For a long time, my home town of Guildford had been crying out for an independent, speciality coffee shop. Then, in 2016, along came Surrey Hills Coffee, a local roaster which opened its own coffee shop on Chapel Street, taking over the lease from TurnFit Deli. These days, Surrey Hills has some good company, with Canopy Coffee opening in 2017 and in 2018, Krema Coffee came along.
However, the shop on Chapel Street was never ideal, effectively being someone else’s space, with a small, cramped layout. The owners, Monika and Chris, who roast all the coffee in a roastery in Forest Green in (you guessed it) the Surrey Hills, had been looking for a new, bigger home and, in June 108, they found one, Surrey Hills moving just a few streets away to Jeffries Passage at the top of the High Street.
The new shop is bright and spacious, spread over two floors.
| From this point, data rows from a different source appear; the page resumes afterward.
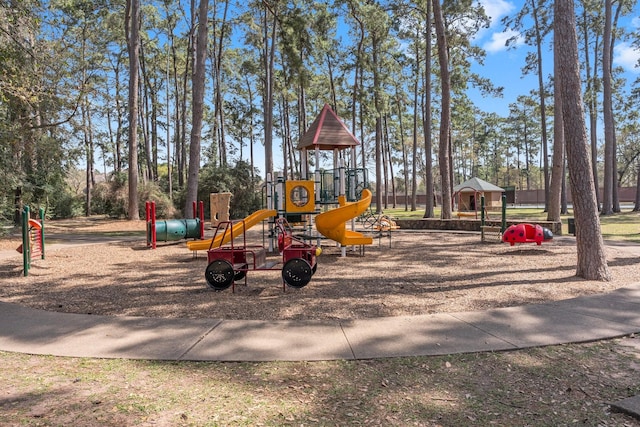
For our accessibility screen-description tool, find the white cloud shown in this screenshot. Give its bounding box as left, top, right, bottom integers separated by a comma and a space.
476, 0, 522, 53
613, 42, 640, 73
482, 30, 524, 53
479, 0, 515, 27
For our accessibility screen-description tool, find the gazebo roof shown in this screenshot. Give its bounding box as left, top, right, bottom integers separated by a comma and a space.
453, 178, 505, 193
297, 104, 360, 150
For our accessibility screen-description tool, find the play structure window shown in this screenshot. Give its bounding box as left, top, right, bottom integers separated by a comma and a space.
289, 185, 309, 208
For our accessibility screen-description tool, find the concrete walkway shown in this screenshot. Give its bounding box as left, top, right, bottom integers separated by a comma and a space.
0, 283, 640, 361
0, 237, 640, 361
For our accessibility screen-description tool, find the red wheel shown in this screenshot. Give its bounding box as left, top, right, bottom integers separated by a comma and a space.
282, 258, 313, 288
204, 259, 235, 291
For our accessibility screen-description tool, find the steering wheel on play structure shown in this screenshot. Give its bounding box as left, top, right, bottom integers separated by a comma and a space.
278, 233, 284, 253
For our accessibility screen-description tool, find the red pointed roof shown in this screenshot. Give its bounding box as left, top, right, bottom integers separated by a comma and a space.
297, 104, 360, 150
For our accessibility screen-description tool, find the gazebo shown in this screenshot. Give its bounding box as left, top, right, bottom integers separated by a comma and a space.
453, 178, 505, 217
296, 104, 366, 202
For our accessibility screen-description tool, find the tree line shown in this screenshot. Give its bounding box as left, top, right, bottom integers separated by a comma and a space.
0, 0, 640, 280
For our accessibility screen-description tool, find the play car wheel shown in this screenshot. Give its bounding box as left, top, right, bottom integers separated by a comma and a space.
233, 264, 249, 282
204, 259, 235, 291
282, 258, 313, 288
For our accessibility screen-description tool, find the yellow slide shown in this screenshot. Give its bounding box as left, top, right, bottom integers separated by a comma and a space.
187, 209, 277, 251
316, 188, 373, 246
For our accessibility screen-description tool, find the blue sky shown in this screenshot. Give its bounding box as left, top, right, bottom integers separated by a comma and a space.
471, 0, 640, 116
256, 0, 640, 173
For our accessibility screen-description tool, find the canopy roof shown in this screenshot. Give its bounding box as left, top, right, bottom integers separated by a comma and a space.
297, 104, 360, 150
453, 178, 505, 193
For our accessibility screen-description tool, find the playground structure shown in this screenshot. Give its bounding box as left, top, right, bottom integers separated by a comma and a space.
205, 216, 320, 292
187, 105, 373, 256
187, 105, 390, 290
145, 202, 204, 249
16, 206, 44, 277
502, 224, 553, 246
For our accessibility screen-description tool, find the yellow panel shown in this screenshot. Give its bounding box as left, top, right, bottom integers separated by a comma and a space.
285, 181, 316, 213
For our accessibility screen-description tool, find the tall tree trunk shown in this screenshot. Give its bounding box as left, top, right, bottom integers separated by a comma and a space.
184, 0, 209, 215
600, 0, 615, 215
547, 28, 564, 222
262, 8, 278, 174
433, 0, 452, 219
125, 0, 140, 221
554, 0, 611, 280
582, 1, 600, 206
422, 1, 435, 218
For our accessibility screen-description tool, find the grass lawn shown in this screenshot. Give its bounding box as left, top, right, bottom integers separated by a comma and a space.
376, 206, 640, 243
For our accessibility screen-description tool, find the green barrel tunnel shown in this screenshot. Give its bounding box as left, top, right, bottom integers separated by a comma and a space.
149, 218, 200, 242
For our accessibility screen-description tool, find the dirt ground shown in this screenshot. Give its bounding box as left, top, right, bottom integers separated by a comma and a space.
0, 218, 640, 320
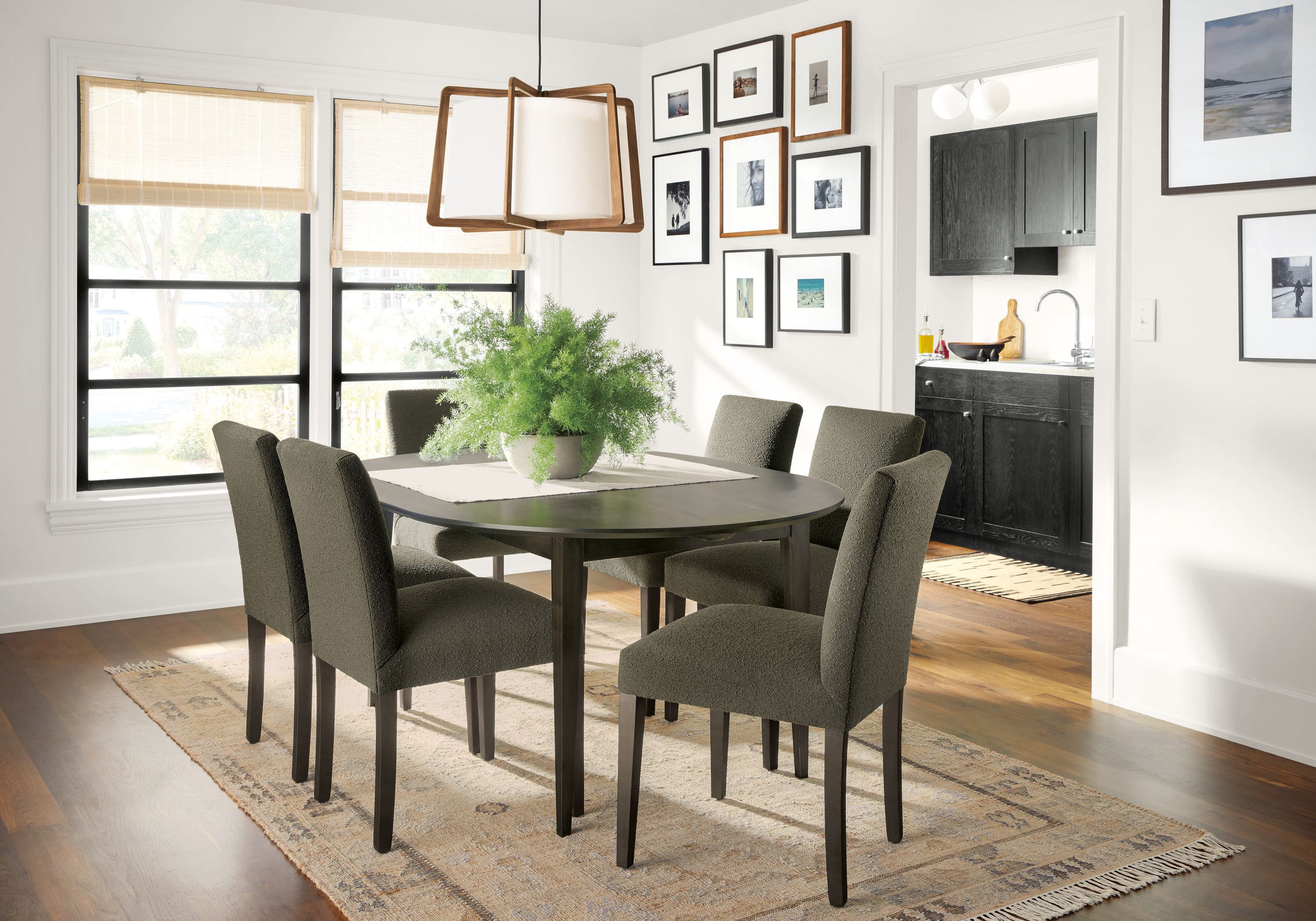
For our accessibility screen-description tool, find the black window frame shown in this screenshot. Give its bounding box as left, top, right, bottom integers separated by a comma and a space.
76, 205, 311, 492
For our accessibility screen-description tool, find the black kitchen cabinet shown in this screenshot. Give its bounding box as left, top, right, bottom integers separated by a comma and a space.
915, 365, 1092, 572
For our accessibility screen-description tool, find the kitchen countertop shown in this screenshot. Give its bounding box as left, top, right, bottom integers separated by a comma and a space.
919, 358, 1092, 378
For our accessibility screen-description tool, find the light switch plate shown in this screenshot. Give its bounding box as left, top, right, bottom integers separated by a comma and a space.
1133, 297, 1155, 342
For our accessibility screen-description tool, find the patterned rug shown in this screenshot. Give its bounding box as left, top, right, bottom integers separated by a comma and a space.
923, 552, 1092, 604
112, 602, 1241, 921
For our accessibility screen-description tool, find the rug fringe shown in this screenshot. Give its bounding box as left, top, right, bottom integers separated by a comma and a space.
966, 833, 1246, 921
105, 659, 192, 675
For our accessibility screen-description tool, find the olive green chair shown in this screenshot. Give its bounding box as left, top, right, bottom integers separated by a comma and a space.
617, 452, 950, 907
211, 420, 470, 783
278, 438, 553, 854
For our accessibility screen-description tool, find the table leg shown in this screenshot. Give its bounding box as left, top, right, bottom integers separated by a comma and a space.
553, 537, 586, 837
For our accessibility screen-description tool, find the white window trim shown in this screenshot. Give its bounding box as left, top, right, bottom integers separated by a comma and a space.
46, 38, 562, 534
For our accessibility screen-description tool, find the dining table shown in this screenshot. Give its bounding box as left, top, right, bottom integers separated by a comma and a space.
365, 452, 845, 835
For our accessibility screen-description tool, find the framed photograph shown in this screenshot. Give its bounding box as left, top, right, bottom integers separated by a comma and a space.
776, 253, 850, 333
717, 128, 786, 237
722, 250, 772, 349
653, 65, 709, 141
1238, 211, 1316, 362
653, 147, 708, 266
713, 36, 786, 128
791, 146, 870, 237
1161, 0, 1316, 195
791, 20, 850, 141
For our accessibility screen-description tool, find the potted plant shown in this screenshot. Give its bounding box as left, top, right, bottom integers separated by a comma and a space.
416, 299, 684, 484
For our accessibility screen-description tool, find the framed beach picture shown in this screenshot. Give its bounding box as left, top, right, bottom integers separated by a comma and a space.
653, 147, 708, 266
717, 128, 786, 237
791, 20, 850, 141
722, 250, 772, 349
1238, 211, 1316, 362
776, 253, 850, 333
791, 146, 870, 237
1161, 0, 1316, 195
653, 65, 709, 141
713, 36, 786, 128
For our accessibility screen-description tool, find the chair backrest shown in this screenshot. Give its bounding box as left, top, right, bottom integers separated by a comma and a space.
211, 420, 311, 643
704, 394, 804, 472
809, 407, 923, 550
821, 452, 950, 726
384, 387, 453, 454
278, 438, 399, 689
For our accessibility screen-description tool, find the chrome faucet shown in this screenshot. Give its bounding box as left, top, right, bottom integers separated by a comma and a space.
1034, 288, 1092, 367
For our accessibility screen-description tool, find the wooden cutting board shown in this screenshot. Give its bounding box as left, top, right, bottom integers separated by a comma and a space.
996, 297, 1024, 362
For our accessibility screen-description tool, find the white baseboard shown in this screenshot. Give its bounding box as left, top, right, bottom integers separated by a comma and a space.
1113, 646, 1316, 766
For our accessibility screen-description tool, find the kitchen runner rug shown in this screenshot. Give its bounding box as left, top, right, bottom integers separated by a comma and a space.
923, 552, 1092, 604
113, 602, 1241, 921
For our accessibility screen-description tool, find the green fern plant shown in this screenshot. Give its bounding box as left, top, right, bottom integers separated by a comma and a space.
413, 297, 684, 483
Surrey Hills has its usual coffee offering (espresso, batch-brew filter and pour-over), along with a full retail range of coffee, these days sold loose from tubs rather than in pre-packed bags. If you’re hungry, there’s a light breakfast and lunch menu with a good selection of cakes.
Krema Coffee started life in Farnham, where the original store opened its doors three years ago. Despite its relatively closeness to Guildford, for a variety of (not very good) reasons, I’ve still not visited, so I was quite pleased when Krema decided to come to me, opening its second store in Guildford. Naturally, the actual opening, at the end of March, took place while I was out of the country, but as soon as I was able, I paid Krema a visit.
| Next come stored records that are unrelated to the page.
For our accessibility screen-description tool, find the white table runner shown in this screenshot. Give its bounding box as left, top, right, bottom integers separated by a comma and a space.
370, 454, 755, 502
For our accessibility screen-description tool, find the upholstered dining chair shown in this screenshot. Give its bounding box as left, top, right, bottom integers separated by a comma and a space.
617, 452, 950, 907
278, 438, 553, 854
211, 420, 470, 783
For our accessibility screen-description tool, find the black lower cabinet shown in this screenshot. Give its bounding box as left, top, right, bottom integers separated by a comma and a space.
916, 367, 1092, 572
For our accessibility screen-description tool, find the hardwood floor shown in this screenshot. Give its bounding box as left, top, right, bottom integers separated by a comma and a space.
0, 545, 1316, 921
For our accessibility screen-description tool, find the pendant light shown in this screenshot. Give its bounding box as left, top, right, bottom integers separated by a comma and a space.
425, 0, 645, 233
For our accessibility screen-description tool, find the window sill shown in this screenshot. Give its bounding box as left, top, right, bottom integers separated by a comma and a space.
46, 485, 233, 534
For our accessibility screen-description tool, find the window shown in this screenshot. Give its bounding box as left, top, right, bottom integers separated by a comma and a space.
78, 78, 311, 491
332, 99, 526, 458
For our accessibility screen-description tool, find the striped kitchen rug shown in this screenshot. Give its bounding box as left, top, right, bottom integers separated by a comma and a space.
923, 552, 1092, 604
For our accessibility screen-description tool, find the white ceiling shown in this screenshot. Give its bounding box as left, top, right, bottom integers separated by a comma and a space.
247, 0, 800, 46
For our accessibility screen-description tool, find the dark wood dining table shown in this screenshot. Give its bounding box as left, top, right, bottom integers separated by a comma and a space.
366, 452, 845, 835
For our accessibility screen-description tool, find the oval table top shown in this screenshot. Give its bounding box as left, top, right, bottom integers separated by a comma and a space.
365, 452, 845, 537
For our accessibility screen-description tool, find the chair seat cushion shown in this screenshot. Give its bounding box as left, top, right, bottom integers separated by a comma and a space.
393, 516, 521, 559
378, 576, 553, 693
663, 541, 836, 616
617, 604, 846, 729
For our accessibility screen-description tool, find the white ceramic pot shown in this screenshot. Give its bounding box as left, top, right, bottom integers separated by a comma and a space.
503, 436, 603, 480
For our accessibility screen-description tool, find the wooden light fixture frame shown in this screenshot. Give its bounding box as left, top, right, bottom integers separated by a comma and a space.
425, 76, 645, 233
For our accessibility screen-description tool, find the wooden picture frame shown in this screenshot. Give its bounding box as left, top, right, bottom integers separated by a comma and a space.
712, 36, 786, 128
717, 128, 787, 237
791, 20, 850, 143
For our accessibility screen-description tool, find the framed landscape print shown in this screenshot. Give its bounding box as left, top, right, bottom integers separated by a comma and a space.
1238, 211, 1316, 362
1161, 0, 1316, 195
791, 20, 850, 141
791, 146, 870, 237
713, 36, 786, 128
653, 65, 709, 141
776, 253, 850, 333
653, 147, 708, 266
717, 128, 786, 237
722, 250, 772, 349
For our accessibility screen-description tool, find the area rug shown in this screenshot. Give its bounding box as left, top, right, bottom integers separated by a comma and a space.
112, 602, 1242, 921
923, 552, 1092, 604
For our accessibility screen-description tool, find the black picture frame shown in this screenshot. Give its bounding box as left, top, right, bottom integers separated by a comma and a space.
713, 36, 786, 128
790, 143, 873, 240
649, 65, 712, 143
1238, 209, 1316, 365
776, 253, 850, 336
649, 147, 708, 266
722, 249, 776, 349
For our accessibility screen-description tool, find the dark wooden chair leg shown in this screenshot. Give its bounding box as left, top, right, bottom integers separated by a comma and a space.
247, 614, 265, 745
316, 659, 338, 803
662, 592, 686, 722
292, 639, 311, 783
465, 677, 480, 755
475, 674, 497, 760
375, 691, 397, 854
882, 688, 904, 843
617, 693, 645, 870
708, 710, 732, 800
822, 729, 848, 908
Occupying a long, low-ceilinged spot at the castle end of Tunsgate in the centre of Guildford, Krema goes a surprisingly long way back, with a basement-like space at the back. When it comes to the coffee, Krema uses Horsham Coffee Roaster, sadly absent from Guildford town centre since the closure of Bar des Arts (although still available from The Flying Coffee Bean at the station). The Workhorse seasonal blend is the mainstay on the espresso machine, where it’s joined by a single-origin guest (also from Horsham). Meanwhile, there are a couple of options on pour-over through the V60, although in reality you can try any of the beans that Krema has in stock. If you’re hungry, there are light breakfast and lunch menus, backed up with copious quantities of cake.
In April, I heard rumours of a new coffee shop in my home town of Guildford from my friends at Surrey Hills Coffee. By May, I’d identified the site, an awkwardly-shaped corner unit opposite Waitrose. I became a regular visitor, wandering past and watching the coffee shop, Canopy Coffee, take shape over the next two months, wondering when it would open. The big day came in early July. Naturally, I was in America, so missed it.
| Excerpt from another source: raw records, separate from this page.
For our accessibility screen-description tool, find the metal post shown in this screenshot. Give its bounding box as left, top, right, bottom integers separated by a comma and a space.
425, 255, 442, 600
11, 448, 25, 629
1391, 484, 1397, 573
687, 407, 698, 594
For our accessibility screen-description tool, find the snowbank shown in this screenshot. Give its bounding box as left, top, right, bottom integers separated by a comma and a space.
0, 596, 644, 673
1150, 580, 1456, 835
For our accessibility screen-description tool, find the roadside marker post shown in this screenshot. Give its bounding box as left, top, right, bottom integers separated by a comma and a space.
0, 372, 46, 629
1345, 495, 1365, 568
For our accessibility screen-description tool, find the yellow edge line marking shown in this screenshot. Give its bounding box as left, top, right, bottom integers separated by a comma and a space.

Hurrying back, I made up for lost time by becoming a semi-regularly visitor. I’m trying to work my way through the coffee menu, but Jonathon, the owner, changes it faster than I can drink it! A multi-roaster, Canopy gets small quantities of beans from roasters around the country, including Origin, Square Mile and, most recently, North Star. There are two options on espresso, with two more on pour-over through the Kalita Wave or Chemex. Canopy’s also experimenting with batch-brew through the Moccamaster for those in a hurry.
The food, by the way, is as special as the coffee, with an all-day breakfast/lunch menu featuring various staples on toast, locally-produced quiches and salads, backed up by a range of mouth-watering cakes, again all baked locally.